Now the hotel industry has jumped into bed with the sleep business.

The Benjamin hotel in New York City has been one of the first cater to the sleepless masses. They offer a "Perfect Night's Sleep" money-back guarantee program. Frequent guest Pauletta Cohn, 60, a former corporate lawyer and lifelong insomniac, has become a loyal customer.

"They do create an atmosphere for you that is a calming atmosphere," said Cohn.

Since she was 18 years old, Pauletta has been a worker bee who just can't seem to find time to unwind. When she goes to bed, it's constant struggle for her to quiet her active mind.

"I think it's just my personality, my chemical make-up … I've never slept well," said Cohn.

Like millions of Americans, she has bought many sleep products that promise answers.

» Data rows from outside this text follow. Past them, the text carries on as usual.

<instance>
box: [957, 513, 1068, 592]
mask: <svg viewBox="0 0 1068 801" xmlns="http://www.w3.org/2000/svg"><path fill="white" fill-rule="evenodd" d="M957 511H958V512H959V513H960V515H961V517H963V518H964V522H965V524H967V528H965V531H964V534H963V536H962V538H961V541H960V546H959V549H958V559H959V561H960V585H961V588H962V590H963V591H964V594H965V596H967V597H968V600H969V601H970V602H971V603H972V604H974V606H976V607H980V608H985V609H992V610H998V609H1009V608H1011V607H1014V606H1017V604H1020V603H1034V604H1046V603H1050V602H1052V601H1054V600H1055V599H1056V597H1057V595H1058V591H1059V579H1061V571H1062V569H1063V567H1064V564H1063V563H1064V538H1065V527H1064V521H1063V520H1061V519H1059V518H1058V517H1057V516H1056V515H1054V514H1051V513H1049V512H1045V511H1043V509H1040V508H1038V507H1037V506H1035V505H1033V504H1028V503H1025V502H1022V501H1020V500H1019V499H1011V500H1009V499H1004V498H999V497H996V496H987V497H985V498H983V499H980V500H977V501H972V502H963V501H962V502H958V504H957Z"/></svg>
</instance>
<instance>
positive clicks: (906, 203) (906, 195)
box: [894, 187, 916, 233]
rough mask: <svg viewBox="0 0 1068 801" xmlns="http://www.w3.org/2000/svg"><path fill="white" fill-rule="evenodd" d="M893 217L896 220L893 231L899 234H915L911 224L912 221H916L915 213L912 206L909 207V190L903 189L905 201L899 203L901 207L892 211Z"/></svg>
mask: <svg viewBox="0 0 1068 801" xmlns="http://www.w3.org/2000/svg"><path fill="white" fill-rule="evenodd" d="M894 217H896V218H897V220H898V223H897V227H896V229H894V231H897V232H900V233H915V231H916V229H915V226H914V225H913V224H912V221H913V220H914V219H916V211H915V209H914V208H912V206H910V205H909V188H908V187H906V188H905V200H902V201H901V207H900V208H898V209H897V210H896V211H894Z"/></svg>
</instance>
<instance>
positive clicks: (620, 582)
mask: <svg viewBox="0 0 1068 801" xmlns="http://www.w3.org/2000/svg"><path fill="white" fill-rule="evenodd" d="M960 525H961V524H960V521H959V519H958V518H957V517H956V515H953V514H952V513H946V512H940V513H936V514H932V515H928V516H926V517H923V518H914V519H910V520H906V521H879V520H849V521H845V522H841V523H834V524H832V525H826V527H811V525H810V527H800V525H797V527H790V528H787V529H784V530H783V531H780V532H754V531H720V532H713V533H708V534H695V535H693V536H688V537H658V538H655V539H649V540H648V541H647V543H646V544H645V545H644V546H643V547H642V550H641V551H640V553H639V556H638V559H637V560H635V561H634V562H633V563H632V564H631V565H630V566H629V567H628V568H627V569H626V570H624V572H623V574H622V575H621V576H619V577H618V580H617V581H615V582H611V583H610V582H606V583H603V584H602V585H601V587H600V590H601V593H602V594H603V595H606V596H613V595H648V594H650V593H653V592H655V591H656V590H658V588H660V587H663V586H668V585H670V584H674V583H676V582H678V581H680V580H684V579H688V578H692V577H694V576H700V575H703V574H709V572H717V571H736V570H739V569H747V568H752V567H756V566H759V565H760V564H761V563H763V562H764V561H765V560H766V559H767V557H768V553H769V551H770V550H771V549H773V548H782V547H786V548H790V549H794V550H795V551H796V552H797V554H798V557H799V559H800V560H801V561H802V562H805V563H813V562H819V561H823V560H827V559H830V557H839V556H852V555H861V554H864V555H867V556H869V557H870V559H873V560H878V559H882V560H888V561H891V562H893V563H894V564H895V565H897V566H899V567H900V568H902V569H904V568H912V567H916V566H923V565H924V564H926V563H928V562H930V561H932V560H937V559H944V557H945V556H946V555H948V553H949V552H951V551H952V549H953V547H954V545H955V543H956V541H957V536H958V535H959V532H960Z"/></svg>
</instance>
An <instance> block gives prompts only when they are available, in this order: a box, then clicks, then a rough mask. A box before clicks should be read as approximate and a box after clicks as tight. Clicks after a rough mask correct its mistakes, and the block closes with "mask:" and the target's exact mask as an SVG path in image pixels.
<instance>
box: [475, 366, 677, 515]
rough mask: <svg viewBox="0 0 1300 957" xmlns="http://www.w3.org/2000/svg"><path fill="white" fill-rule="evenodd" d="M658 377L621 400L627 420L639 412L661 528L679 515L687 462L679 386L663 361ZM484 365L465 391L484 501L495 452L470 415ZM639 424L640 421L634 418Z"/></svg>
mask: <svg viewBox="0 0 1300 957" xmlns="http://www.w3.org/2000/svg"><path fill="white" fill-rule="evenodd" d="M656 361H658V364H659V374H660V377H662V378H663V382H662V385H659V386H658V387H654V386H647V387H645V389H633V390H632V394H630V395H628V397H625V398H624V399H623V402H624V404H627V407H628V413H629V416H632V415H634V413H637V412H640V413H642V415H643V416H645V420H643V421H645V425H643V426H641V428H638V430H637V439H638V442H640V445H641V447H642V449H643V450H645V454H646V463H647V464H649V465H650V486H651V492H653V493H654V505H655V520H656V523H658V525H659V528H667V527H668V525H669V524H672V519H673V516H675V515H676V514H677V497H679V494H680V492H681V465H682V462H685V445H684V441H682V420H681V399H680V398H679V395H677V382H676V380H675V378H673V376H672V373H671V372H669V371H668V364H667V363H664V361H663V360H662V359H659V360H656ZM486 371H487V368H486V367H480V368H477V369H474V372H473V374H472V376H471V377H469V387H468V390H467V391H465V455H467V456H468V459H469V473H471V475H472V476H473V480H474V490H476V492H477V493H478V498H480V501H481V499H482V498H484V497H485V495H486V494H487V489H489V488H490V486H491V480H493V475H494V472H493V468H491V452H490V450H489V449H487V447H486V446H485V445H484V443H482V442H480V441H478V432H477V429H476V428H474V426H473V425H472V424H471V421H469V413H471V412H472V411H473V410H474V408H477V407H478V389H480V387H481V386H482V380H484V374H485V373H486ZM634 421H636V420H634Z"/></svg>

"I've tried the medications they have on the market -- prescription as well as non-prescription -- I've tried acupuncture; none of them have ever worked for me," she said.

The Benjamin hotel's sleep-friendly amenities cater to her insomnia. They offer a very firm mattress and will even slip a board between the mattress and the box spring to make it extra firm.

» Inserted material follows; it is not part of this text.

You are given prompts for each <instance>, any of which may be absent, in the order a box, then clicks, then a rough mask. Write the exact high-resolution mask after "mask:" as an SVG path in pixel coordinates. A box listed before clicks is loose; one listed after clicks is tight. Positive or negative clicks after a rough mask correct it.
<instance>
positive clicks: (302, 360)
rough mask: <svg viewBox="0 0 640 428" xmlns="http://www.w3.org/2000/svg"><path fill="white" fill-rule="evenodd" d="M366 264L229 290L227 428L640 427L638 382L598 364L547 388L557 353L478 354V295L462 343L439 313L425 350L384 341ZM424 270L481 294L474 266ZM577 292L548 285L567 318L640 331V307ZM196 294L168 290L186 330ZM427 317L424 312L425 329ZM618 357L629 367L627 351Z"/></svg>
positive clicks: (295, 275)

The hotel also offers her a selection of pillows, or pillow menu, as they call it. "They've got water-filled, they've got hypo-allergenic, they've got the jelly neck roll -- I've tried the buck-wheat … The beauty of this pillow [the buck-wheat], is it's sculpted. You lie down, your head drapes over, pressure is relieved from your neck," Paula said with a blissful look as she showed ABC News Correspondent JuJu Chang her favorite pillow.